1. Whether the Tribunal was right in holding that the portion of profits and gains attributable to the assessee company's priority industry, deducted under section 80E of the Income-tax Act, 1961, could be said to be not includible in its total income within the meaning of rule 4 of the Second Schedule to the Companies (Profits) Surtax Act, 1964.
2. Whether the Tribunal was justified in holding that the omission to make a proportionate reduction of the capital base under rule 4 of the Second Schedule to the Companies (Profits) Surtax Act was a mistake apparent from the record and the Income-tax Officer had jurisdiction to rectify it under section 13 of the Companies (Profits) Surtax Act, 1964.
3. Whether the Tribunal was right in holding that the sum representing the increase in the share capital of the assessee-company as a result of capitalisation of part of its reserves was not liable to be included in its capital base under rule 3 of the Second Schedule to the Surtax Act.
4. Whether the Tribunal was right in holding that the inclusion of the aforementioned sum in the capital base in the original assessment was a mistake apparent from the record and the Income-tax Officer had jurisdiction to rectify it under section 13 of the Companies (Profits) Surtax Act, 1964.

Issue-wise Detailed Analysis:

Issue 1: Applicability of Rule 4 of the Second Schedule to the Surtax Act

The Tribunal held that the portion of profits and gains attributable to the assessee company's priority industry, deducted under section 80E of the Income-tax Act, 1961, was not includible in its total income within the meaning of rule 4 of the Second Schedule to the Companies (Profits) Surtax Act, 1964. The Tribunal considered the scheme of the Income-tax Act, 1961, and concluded that the language of rule 4 was clear and unambiguous, indicating that what was deducted under section 80E was part of the profits and gains of the assessee and not includible in its total income as computed under the Income-tax Act.

Issue 2: Jurisdiction to Rectify Mistake Apparent from the Record

The Tribunal justified the omission to make a proportionate reduction of the capital base under rule 4 of the Second Schedule to the Companies (Profits) Surtax Act as a mistake apparent from the record.

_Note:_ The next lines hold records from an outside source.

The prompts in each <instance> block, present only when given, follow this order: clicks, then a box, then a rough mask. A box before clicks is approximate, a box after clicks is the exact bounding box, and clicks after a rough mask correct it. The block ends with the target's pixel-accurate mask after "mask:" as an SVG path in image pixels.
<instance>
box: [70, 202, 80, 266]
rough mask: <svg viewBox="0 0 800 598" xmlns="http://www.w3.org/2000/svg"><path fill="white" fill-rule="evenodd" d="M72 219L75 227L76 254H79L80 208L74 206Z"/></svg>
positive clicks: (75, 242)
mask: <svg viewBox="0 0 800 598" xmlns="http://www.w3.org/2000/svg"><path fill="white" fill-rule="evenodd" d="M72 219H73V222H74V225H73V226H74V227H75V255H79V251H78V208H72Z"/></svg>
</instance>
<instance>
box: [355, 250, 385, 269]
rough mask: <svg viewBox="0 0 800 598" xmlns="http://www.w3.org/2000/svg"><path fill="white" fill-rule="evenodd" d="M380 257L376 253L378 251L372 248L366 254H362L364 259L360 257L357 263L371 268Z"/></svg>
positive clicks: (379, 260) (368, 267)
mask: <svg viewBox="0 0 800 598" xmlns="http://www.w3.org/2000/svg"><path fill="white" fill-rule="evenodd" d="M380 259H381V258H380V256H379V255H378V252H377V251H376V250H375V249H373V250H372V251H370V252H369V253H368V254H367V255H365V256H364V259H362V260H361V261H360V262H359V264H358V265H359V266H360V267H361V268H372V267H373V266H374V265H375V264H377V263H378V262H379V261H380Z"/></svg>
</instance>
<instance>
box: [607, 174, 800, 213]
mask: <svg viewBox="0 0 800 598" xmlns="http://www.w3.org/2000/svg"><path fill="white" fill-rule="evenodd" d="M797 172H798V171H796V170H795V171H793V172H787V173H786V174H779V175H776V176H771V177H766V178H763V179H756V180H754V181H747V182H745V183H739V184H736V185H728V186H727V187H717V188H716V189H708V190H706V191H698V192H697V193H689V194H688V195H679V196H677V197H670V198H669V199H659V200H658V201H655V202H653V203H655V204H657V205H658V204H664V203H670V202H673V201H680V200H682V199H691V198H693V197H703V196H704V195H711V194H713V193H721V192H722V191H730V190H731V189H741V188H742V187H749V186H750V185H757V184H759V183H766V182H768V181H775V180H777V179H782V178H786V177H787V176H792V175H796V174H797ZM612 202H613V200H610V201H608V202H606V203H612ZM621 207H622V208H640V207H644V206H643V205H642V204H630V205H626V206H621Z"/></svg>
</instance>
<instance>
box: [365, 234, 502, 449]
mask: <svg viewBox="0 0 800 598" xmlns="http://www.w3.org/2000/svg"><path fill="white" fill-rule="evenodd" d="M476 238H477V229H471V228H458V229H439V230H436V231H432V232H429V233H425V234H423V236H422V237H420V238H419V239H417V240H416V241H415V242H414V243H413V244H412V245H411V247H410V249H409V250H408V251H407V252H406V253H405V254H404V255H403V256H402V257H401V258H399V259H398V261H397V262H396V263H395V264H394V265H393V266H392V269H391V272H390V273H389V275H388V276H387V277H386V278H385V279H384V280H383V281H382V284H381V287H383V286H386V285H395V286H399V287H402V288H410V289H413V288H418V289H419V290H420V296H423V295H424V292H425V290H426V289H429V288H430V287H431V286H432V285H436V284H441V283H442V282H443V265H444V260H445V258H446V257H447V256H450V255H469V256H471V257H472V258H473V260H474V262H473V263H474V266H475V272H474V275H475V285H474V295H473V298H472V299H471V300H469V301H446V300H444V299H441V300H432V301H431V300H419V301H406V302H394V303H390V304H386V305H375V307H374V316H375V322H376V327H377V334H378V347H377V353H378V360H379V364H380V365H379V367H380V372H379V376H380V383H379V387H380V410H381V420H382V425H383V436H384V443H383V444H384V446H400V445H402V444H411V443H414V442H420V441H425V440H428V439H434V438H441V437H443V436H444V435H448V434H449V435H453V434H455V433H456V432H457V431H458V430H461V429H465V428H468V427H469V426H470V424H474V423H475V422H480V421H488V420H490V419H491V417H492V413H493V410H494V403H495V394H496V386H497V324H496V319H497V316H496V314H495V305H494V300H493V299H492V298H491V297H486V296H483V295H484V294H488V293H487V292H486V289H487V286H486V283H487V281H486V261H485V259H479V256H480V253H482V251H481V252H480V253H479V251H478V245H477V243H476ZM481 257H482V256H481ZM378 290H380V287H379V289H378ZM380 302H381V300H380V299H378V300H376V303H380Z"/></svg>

The Tribunal found that the mistake in the original surtax assessment on this point was patent and glaring, thus granting the Income-tax Officer jurisdiction to rectify it under section 13 of the Surtax Act. However, the court answered question No. 2 in the negative and in favor of the assessee, indicating that the rectification was not justified.

Issue 3: Inclusion of Increased Share Capital in Capital Base

The Tribunal held that the sum representing the increase in the share capital of the assessee-company as a result of capitalisation of part of its reserves was not liable to be included in its capital base under rule 3 of the Second Schedule to the Surtax Act. The Tribunal noted that the issue of bonus shares from out of the general reserve did not increase the capital as a whole, as the increase in the paid-up share capital was counter-balanced by a corresponding decrease in the general reserve. Thus, rule 3 of the Second Schedule to the Surtax Act did not apply in such a case.

Issue 4: Rectification of Mistake in Inclusion of Share Capital

The Tribunal held that the inclusion of the aforementioned sum in the capital base in the original assessment was a mistake apparent from the record. The Income-tax Officer had jurisdiction to rectify this mistake under section 13 of the Companies (Profits) Surtax Act, 1964, by excluding the sum from the capital base. The court answered question No. 4 in the affirmative and in favor of the revenue, supporting the rectification of the capital base on this count.

Conclusion:

- Question No. 2 was answered in the negative and in favor of the assessee.
- Question No. 1 was not answered as it was deemed academic.
- Question No. 4 was answered in the affirmative and in favor of the revenue.
- Question No. 3 was answered in the affirmative and in favor of the revenue.

In the facts and circumstances of the case, there was no order as to costs.